Sliding Sash Windows
Sliding sash windows originated in Europe in the 13th Century, however, calling them windows was perhaps a bit of a stretch as in this period they were no more than vertical sliding wooden shutters. 300 years later, by the end of the sixteenth century they had evolved into a form we would recognise today as a beautiful traditional timber sash window.
The original windows of this period consisted only of vertical shutters with sliding timber.
16th Century sash windows were then glazed and were able to slide horizontally. It was around the mid-17th Century that the original design was superseded in France, with the French introducing vertical sliding sash windows. It has been noted that these windows were safer to use in staircases and passageways, as opposed to the casement windows that open inwards and could cause impediment to the residents of a building.
Vertical Sliding Sash Windows
It is believed that throughout the post restoration age after the aristocracy returned from France, that the sophisticated style of the upright sliding sash window moved across the Channel towards England. The Queen Mother, Henrietta Maria, was believed to receive the first installation of a fully glazed vertical sliding window. This is believed to have occurred after she returned from France along with her staff, of which there were French joiners, and this influenced the refurbishment to the London based Somerset House. Years later, it was Ventrolla who renovated these very windows again.

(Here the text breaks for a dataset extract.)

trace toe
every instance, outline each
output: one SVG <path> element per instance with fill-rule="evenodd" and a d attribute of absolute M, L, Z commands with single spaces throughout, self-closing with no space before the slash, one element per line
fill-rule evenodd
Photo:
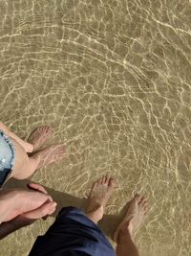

The improvement to the sash windows, including the introduction of the counter balance and pulleys, cannot be pinpointed to a particular time exactly and there are many theories about this. Some believe it was first invented in England, where it progressed from the inventive vertical slider with the addition of the solid glazing bars (40mm or more), thus the windows were extremely heavy and difficult to open.
The counter balance feature was believed to have been initially used for doors and this is supported by the documented evidence “Office of Works Account 1663”. It revealed that lines and weights were fitted to different doors in the buildings at Whitehall. It didn’t take long for this system to transfer over to include its use in sash windows. The documented evidence also reveals that Thomas Kinward, Master Joiner, made changes to the sash windows of the Queen’s private apartment, by installing pulleys and lines to the sash windows in 1669, at Whitehall, although no specific mention of any counter weights has been noted.
The sash windows that were installed to the property belonging to the Duke and Duchess of Lauderdale, Ham House in London, showed confirmation that the windows were in fact, counter balanced. This installation occurred in 1672, and it was again, Thomas Kinward and Christopher Wren that placed their signatures on the accounts.
There was never any claim made to the invention of the counter balance system and there is no record of it ever having been patented. In the early development of sash windows with weights, the windows were framed by solid oak and there was a groove that had been cut to accommodate the weights. The top sash would not open and was in a fixed position, and it was only the bottom sash that opened. A short time later, there was a new development called the boxed frame. This frame was sectioned and its purpose was to hide the weights and enable them to go past each other easily.
The Great Fire of London
The Great Fire of London which started at the bakery of Thomas Farriner on Pudding Lane in 1666 also played a surprising role in sash window design. Building regulations were drastically overhauled after the devastation in the hope of reducing the risk of fire and its rapid spread through the city.
One such regulation stipulated that timber window frames should be recessed behind the outside stone or brick facade, leading to the development of Georgian architecture.
Fashion & Tax
It wasn’t just fire that pushed forward the sash windows evolution either. Fashion and vanity played their part. In the space of 50 years from 1696 the Window tax and Glass tax were both introduced. The glass tax stopped anyone other than the very rich from having large panes and so the trend for multiple small panes of glass remained. A sign of wealth was to have large windows with a single pane of glass per sash!
When the duty on glass was removed in 1845, the price of the glass fell dramatically, and the glass panes developed into larger panels with the windows only containing two panes per sash.
As glass production technology advanced and the various taxes repealed, larger panes became available to everyone, this in itself lead to one of the most recognisable features of a Sash Window, the “horns”, introduced to provide extra support for the heavier glass.
The horns were often carved in unique styles and have become one of the hallmarks of a traditional timber sash window we see today.